Toujours disponible sans rendez-vous, il recevait jusqu'à 70 patients par jour, auxquels il consacrait à peine un quart d'heure en moyenne, selon une expertise de la Caisse primaire d'assurance maladie des Bouches-du-Rhône. Cinquante-sept heures par jour auraient été nécessaires pour de tels actes.  

Parmi les victimes, les enquêteurs ont même identifié des enfants. Aujourd’hui adultes, ils gardent la trace de leurs dents dévitalisées à l’époque "sans accord parental". Nadia, assistante dentaire entendue par les enquêteurs, explique que le dentiste profitait "des faibles capacités intellectuelles" et de la "mauvaise compréhension du français" de ses patients pour signer les devis à leur place. 

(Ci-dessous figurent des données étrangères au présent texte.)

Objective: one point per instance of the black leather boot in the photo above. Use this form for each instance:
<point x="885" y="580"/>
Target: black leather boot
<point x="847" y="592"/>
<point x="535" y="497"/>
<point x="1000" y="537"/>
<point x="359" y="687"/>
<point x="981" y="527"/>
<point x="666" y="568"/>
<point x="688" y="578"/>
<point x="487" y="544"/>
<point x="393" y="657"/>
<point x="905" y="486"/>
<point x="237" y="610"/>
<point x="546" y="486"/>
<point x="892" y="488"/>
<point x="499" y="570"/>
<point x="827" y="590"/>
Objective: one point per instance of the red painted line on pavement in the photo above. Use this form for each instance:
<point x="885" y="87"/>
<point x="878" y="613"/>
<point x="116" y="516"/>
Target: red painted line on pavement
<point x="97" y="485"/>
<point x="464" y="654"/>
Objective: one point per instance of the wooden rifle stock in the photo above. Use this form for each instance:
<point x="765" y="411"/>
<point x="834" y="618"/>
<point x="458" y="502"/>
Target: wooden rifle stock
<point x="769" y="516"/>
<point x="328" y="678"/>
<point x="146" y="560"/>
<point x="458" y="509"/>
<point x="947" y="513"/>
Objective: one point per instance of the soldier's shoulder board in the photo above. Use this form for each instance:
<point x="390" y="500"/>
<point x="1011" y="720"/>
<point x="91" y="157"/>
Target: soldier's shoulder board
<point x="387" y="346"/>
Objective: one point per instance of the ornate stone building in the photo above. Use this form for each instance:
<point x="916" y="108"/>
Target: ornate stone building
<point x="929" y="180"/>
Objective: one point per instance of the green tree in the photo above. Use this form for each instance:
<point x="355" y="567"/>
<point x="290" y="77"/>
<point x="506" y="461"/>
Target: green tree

Devenu en 2010 le dentiste le mieux rémunéré de France, il roulait en Ferrari, s'octroyait entre 65.000 et 80.000 euros de revenus mensuels et avait accumulé un patrimoine de 13 millions d'euros.  

En garde à vue à l’automne 2012, Lionel Guedj assure pourtant avoir agi « dans l’intérêt de ses patients » et sur la base de leur "consentement éclairé". Le mis en cause promet aussi être capable de "dévitaliser une dent en 10 minutes", là où un chirurgien-dentiste classique aurait besoin de deux séances de 45 minutes. "Mon client est ravi de pouvoir enfin s'expliquer et de démontrer que toutes ses actions ont été guidées par des considérations médicales, pas par l'appât du gain", a indiqué son avocat, Me Frédéric Monneret. 

Le procès est prévu jusqu'au 8 avril.